How Are You ‘Gift Wrapping’ Your Sport Initiative For Others?
‘Tis the season to think about how you’re marketing your sport participation programs next year - both internally and externally.
I’ve seen many great ideas for sport development initiatives never reach the light of day, because they weren’t suitably ‘wrapped’ for key decision-makers or the people they served.
For most programs, the three key brand elements that contribute to the wrapping paper are its name, logo and slogan.
What’s in a name?
Consider the following two options for naming a coach development initiative: ‘Coach Education Series’ or ‘Rising Coaches Academy’…
Which name excites you more as a potential participant or sponsor?
Would a certain name attract a certain type of person?
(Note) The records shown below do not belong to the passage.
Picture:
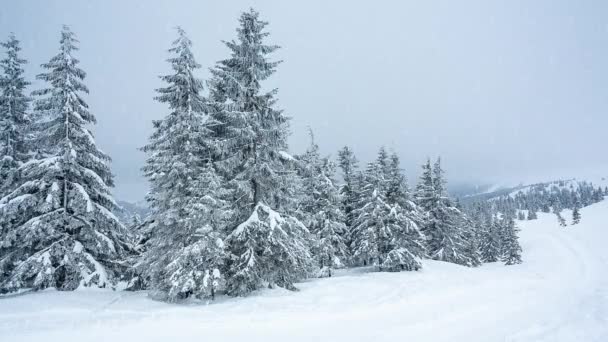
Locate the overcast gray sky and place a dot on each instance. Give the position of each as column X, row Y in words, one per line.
column 504, row 91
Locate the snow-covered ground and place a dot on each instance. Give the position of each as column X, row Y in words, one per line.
column 559, row 293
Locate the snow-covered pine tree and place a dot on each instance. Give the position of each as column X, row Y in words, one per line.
column 444, row 228
column 62, row 232
column 186, row 245
column 491, row 240
column 350, row 188
column 576, row 214
column 269, row 245
column 321, row 208
column 557, row 210
column 511, row 250
column 520, row 215
column 14, row 118
column 425, row 190
column 406, row 247
column 370, row 232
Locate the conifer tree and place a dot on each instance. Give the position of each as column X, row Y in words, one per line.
column 511, row 250
column 520, row 215
column 386, row 231
column 425, row 189
column 491, row 240
column 446, row 234
column 407, row 244
column 269, row 245
column 370, row 233
column 62, row 232
column 186, row 245
column 321, row 210
column 14, row 118
column 532, row 214
column 558, row 213
column 350, row 189
column 576, row 214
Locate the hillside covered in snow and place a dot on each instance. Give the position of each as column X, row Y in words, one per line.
column 559, row 293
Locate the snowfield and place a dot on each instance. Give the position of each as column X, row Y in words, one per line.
column 559, row 293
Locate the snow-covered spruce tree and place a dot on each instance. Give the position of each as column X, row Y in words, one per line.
column 444, row 228
column 370, row 232
column 350, row 188
column 532, row 214
column 268, row 245
column 511, row 250
column 185, row 250
column 321, row 210
column 425, row 190
column 385, row 232
column 491, row 240
column 14, row 119
column 576, row 214
column 407, row 245
column 62, row 233
column 520, row 215
column 557, row 210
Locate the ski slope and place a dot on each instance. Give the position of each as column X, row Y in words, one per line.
column 559, row 293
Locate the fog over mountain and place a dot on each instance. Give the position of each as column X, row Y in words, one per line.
column 504, row 92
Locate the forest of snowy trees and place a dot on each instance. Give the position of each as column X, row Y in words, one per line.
column 232, row 211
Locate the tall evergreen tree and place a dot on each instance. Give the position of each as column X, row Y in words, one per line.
column 371, row 233
column 511, row 250
column 407, row 245
column 186, row 243
column 350, row 189
column 321, row 209
column 532, row 214
column 14, row 118
column 444, row 227
column 576, row 214
column 62, row 231
column 557, row 209
column 425, row 189
column 491, row 240
column 269, row 245
column 386, row 231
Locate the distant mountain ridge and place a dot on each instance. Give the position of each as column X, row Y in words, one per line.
column 127, row 210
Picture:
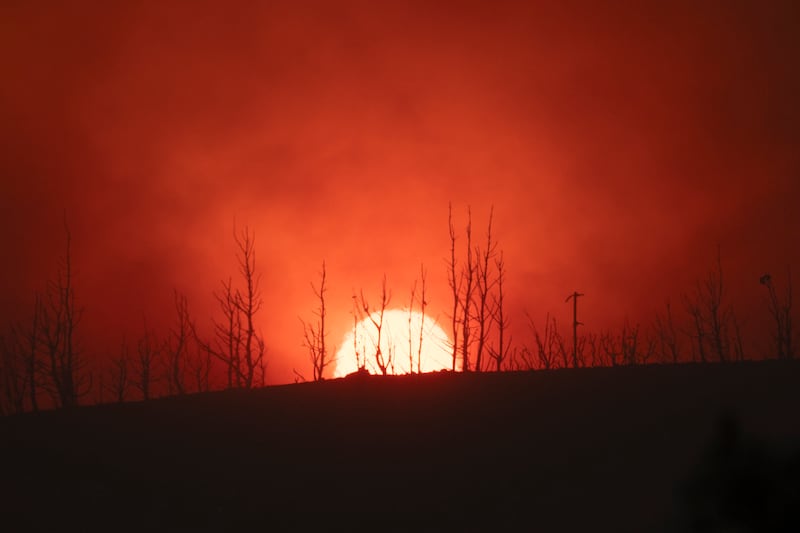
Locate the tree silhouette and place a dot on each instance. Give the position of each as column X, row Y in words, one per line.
column 68, row 379
column 314, row 334
column 148, row 353
column 454, row 281
column 383, row 361
column 120, row 373
column 177, row 348
column 501, row 353
column 485, row 284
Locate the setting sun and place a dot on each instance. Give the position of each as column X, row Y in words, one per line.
column 398, row 354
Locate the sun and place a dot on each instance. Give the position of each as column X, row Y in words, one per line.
column 399, row 326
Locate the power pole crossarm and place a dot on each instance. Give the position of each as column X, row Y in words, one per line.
column 574, row 297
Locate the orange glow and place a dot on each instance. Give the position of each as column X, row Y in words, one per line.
column 436, row 353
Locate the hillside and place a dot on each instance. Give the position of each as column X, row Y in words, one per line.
column 571, row 450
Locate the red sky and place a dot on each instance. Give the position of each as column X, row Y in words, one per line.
column 618, row 144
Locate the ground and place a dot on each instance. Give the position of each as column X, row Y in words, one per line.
column 606, row 449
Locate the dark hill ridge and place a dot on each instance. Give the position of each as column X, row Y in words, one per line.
column 571, row 450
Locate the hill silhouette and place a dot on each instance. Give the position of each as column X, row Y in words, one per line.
column 651, row 448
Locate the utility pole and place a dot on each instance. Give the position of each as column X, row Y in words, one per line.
column 574, row 296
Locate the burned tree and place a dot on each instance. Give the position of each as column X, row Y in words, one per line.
column 236, row 342
column 314, row 334
column 147, row 352
column 120, row 373
column 177, row 348
column 468, row 277
column 711, row 318
column 454, row 281
column 67, row 377
column 423, row 304
column 484, row 285
column 501, row 320
column 382, row 361
column 667, row 335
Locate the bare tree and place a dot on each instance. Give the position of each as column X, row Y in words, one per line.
column 177, row 348
column 32, row 362
column 236, row 342
column 120, row 379
column 361, row 357
column 550, row 346
column 611, row 348
column 200, row 366
column 667, row 335
column 468, row 277
column 148, row 352
column 382, row 361
column 454, row 280
column 711, row 317
column 781, row 311
column 423, row 304
column 68, row 379
column 314, row 334
column 484, row 284
column 249, row 302
column 501, row 353
column 229, row 333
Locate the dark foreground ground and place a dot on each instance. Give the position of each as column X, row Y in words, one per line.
column 628, row 449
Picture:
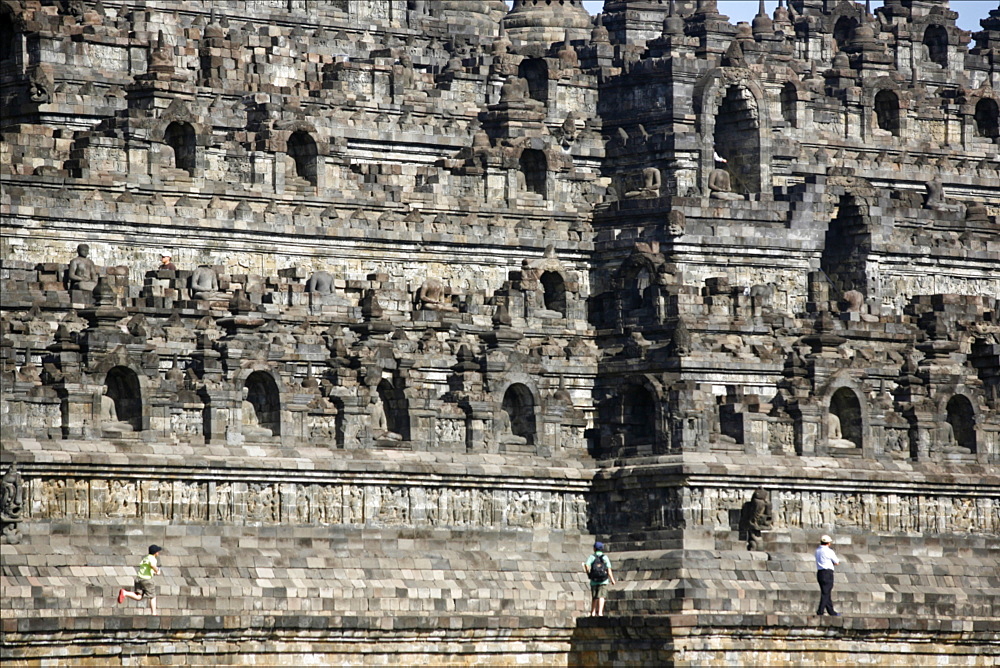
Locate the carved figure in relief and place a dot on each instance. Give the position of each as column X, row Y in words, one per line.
column 378, row 421
column 756, row 518
column 835, row 436
column 82, row 272
column 355, row 505
column 433, row 296
column 109, row 415
column 11, row 494
column 81, row 498
column 53, row 493
column 224, row 502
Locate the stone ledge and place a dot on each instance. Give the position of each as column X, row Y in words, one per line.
column 788, row 624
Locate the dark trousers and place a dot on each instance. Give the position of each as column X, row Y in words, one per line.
column 824, row 577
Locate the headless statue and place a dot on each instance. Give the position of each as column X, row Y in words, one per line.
column 205, row 283
column 720, row 185
column 109, row 415
column 380, row 423
column 950, row 442
column 835, row 437
column 251, row 425
column 432, row 296
column 321, row 282
column 82, row 273
column 12, row 493
column 505, row 430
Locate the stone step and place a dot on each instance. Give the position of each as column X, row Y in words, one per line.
column 64, row 569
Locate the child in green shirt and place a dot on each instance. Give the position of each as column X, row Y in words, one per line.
column 144, row 586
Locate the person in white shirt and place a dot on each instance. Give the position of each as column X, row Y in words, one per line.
column 826, row 559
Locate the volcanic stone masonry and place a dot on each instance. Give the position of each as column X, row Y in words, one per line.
column 451, row 290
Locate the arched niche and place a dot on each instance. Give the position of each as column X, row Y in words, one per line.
column 519, row 405
column 636, row 293
column 303, row 152
column 534, row 170
column 987, row 118
column 789, row 98
column 637, row 410
column 125, row 393
column 961, row 416
column 935, row 42
column 8, row 37
column 554, row 291
column 262, row 394
column 396, row 407
column 180, row 137
column 886, row 111
column 843, row 31
column 737, row 138
column 845, row 243
column 846, row 408
column 536, row 72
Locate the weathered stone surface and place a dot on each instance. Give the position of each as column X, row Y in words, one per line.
column 455, row 292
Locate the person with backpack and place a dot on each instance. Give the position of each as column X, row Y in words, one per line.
column 144, row 587
column 598, row 569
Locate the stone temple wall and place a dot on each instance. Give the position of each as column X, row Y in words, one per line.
column 457, row 289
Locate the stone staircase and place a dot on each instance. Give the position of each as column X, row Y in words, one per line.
column 67, row 570
column 880, row 576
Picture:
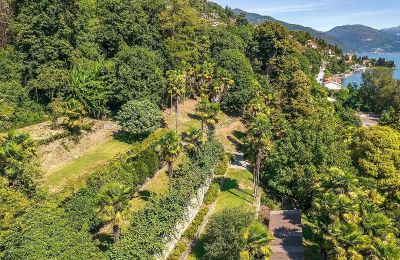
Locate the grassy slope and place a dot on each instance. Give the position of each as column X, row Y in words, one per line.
column 236, row 190
column 84, row 164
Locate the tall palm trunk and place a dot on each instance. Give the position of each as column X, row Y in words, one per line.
column 116, row 233
column 257, row 172
column 176, row 115
column 170, row 169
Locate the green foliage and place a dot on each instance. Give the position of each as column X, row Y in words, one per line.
column 379, row 90
column 12, row 205
column 194, row 226
column 257, row 238
column 224, row 234
column 131, row 169
column 350, row 222
column 179, row 249
column 17, row 152
column 376, row 153
column 44, row 32
column 152, row 226
column 139, row 118
column 212, row 193
column 126, row 23
column 390, row 117
column 272, row 40
column 222, row 167
column 245, row 83
column 113, row 199
column 88, row 86
column 137, row 75
column 169, row 148
column 208, row 112
column 310, row 146
column 45, row 233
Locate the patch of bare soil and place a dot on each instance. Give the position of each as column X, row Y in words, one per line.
column 57, row 154
column 369, row 120
column 42, row 131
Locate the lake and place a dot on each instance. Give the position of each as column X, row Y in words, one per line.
column 357, row 77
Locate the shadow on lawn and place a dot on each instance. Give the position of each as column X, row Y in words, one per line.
column 231, row 185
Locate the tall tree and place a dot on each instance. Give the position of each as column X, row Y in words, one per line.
column 169, row 148
column 209, row 113
column 259, row 136
column 17, row 152
column 4, row 22
column 256, row 242
column 113, row 199
column 176, row 88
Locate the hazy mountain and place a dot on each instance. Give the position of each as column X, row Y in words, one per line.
column 358, row 38
column 257, row 19
column 364, row 39
column 394, row 30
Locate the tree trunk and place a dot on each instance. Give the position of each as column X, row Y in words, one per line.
column 4, row 22
column 257, row 172
column 176, row 115
column 116, row 233
column 170, row 169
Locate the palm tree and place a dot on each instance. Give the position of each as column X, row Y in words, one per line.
column 220, row 84
column 256, row 242
column 259, row 136
column 208, row 112
column 169, row 148
column 193, row 138
column 176, row 81
column 16, row 152
column 113, row 199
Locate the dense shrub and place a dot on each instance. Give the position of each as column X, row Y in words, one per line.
column 139, row 117
column 131, row 169
column 223, row 239
column 152, row 226
column 46, row 233
column 222, row 166
column 212, row 193
column 179, row 249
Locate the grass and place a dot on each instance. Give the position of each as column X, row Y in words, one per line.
column 57, row 179
column 158, row 185
column 236, row 191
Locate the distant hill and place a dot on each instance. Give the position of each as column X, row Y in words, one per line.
column 357, row 38
column 364, row 39
column 394, row 30
column 258, row 19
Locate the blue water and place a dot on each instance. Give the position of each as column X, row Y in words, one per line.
column 357, row 77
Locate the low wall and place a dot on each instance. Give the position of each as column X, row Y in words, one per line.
column 187, row 218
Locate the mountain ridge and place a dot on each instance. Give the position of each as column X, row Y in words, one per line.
column 354, row 38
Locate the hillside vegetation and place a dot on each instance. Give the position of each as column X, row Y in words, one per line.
column 186, row 86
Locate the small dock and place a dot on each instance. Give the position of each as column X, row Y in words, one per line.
column 287, row 229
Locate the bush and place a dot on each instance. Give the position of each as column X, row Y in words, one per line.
column 222, row 167
column 139, row 117
column 179, row 249
column 154, row 225
column 194, row 226
column 223, row 239
column 211, row 194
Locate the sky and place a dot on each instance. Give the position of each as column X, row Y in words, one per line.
column 324, row 15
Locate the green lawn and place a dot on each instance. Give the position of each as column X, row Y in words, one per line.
column 84, row 164
column 157, row 185
column 236, row 191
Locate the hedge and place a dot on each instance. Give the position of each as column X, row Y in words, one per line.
column 155, row 224
column 132, row 169
column 222, row 166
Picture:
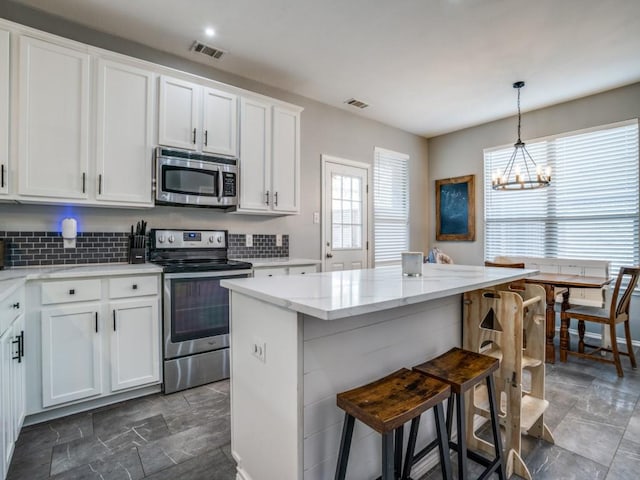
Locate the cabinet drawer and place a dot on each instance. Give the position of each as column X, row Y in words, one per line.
column 301, row 270
column 269, row 272
column 122, row 287
column 70, row 291
column 11, row 308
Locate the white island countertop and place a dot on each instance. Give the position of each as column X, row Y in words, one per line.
column 335, row 295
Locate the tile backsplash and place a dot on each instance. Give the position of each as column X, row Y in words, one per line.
column 45, row 248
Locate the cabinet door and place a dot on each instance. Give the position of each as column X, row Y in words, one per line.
column 178, row 112
column 286, row 160
column 19, row 375
column 135, row 350
column 7, row 437
column 124, row 124
column 71, row 353
column 4, row 112
column 255, row 148
column 220, row 122
column 53, row 145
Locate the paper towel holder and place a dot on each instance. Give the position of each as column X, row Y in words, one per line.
column 69, row 232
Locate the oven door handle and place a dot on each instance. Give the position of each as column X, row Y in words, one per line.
column 209, row 274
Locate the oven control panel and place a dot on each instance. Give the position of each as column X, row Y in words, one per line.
column 178, row 239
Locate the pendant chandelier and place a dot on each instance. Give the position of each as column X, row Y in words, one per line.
column 521, row 172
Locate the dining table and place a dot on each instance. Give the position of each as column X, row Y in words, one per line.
column 551, row 281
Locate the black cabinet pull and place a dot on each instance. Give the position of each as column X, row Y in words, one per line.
column 17, row 355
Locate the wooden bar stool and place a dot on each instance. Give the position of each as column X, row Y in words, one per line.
column 386, row 405
column 463, row 370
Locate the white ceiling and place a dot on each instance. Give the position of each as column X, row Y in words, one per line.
column 425, row 66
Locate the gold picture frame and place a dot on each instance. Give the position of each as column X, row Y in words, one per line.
column 456, row 209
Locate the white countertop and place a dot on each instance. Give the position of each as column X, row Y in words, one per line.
column 278, row 261
column 334, row 295
column 76, row 271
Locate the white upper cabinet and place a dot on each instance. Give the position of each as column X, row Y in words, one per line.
column 53, row 113
column 220, row 122
column 124, row 150
column 197, row 118
column 4, row 112
column 255, row 156
column 286, row 160
column 269, row 158
column 178, row 113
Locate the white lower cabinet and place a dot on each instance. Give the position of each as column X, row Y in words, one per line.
column 134, row 343
column 12, row 375
column 98, row 336
column 71, row 353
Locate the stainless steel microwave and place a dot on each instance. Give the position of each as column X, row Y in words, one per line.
column 195, row 179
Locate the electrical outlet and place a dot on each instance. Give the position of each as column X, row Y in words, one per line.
column 259, row 349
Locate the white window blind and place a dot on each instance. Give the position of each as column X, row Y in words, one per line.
column 390, row 205
column 590, row 210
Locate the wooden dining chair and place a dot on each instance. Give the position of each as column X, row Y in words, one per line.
column 618, row 312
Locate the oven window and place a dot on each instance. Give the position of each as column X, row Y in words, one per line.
column 190, row 181
column 199, row 308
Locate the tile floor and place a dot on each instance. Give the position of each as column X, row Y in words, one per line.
column 594, row 417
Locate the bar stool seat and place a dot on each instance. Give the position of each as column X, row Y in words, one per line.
column 462, row 370
column 385, row 405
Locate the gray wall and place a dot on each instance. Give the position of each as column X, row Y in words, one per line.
column 325, row 130
column 460, row 153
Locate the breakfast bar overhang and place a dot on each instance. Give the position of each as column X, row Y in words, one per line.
column 296, row 341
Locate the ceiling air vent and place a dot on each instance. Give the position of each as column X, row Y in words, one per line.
column 207, row 50
column 356, row 103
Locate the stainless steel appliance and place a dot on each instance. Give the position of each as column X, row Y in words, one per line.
column 195, row 306
column 194, row 179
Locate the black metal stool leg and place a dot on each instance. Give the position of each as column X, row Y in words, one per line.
column 443, row 443
column 345, row 446
column 411, row 446
column 495, row 426
column 462, row 440
column 450, row 404
column 387, row 456
column 397, row 460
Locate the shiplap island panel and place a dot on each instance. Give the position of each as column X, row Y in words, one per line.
column 297, row 341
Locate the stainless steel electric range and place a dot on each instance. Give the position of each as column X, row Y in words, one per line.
column 195, row 306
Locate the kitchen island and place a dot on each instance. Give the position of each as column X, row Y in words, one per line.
column 297, row 341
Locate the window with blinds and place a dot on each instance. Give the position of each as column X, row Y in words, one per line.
column 590, row 210
column 390, row 205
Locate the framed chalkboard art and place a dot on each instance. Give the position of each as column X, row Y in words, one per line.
column 456, row 209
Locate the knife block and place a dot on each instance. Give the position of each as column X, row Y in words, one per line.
column 137, row 252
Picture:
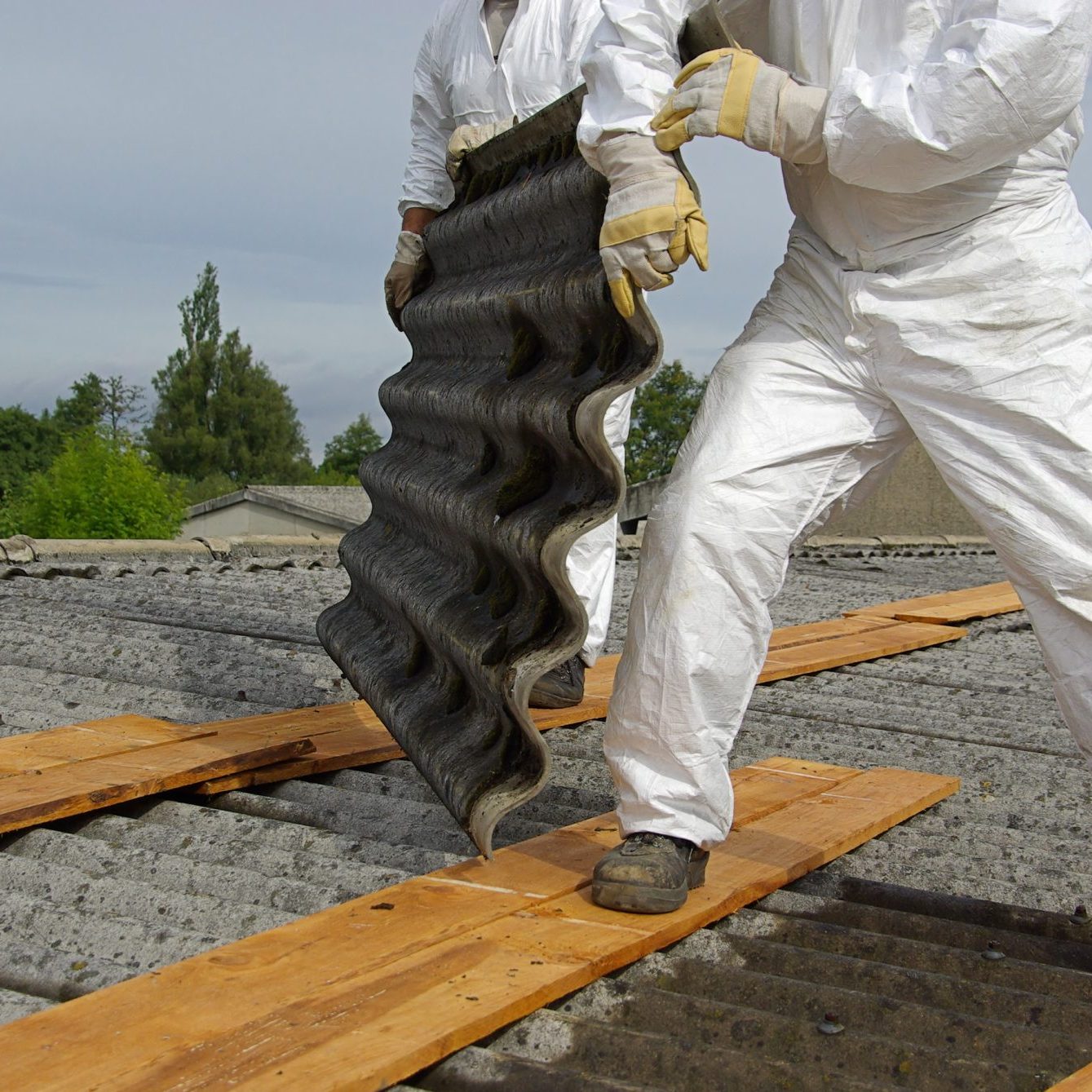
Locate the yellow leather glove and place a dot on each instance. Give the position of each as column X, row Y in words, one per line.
column 733, row 93
column 652, row 222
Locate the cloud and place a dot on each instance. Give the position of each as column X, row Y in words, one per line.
column 267, row 137
column 44, row 281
There are no doubt benefits to having a basic, dare I say it blander program name. They clearly capture what the core product is and this can promote inclusively, because it’s more easily understood by people for whom English is a second language. What becomes harder to do with these names though, is to stand out of the pack. There’s nothing remarkable, personal or emotively connective about a generic name for your program, which are important elements to be fostering in your experiences. And whilst there are ultimately bigger factors to a program’s success than a name (e.g. deliverer quality), it why all the major sports in Australia have re-wrapped their ‘Learn to Play’ programs as “Hot Shots”, “NetSetGO”, and so forth.
Take the example of Geelong Basketball in Australia. Like many deliverers in the region their club-based competition was for decades called a ‘Domestic Competition’, until they made the recent change re-naming it to a ‘Community Competition’. Whilst the competition itself hasn’t changed, the change in wrapping paper has positively impacted how the competition is perceived by parents and local businesses.
We’ve skipped a step though…
Even if your initiative has an engaging name, logo and/or slogan, someone is bound to ask ‘but what is it exactly?’ So before those elements are in place, you need to have the positioning statement: the 1-2 sentences that sum up what the program is, who it serves and its impact on them. The initiative’s elevator pitch, if you will. Bonus points if you can draw upon devices like metaphors, stories and pictures that ignite the imaginations of stakeholders connect them with your idea.
A great idea can survive on its own. But if you can put time into the wrapping paper, you’ll become a more transformational leader whose ideas connect with their community on a deeper level.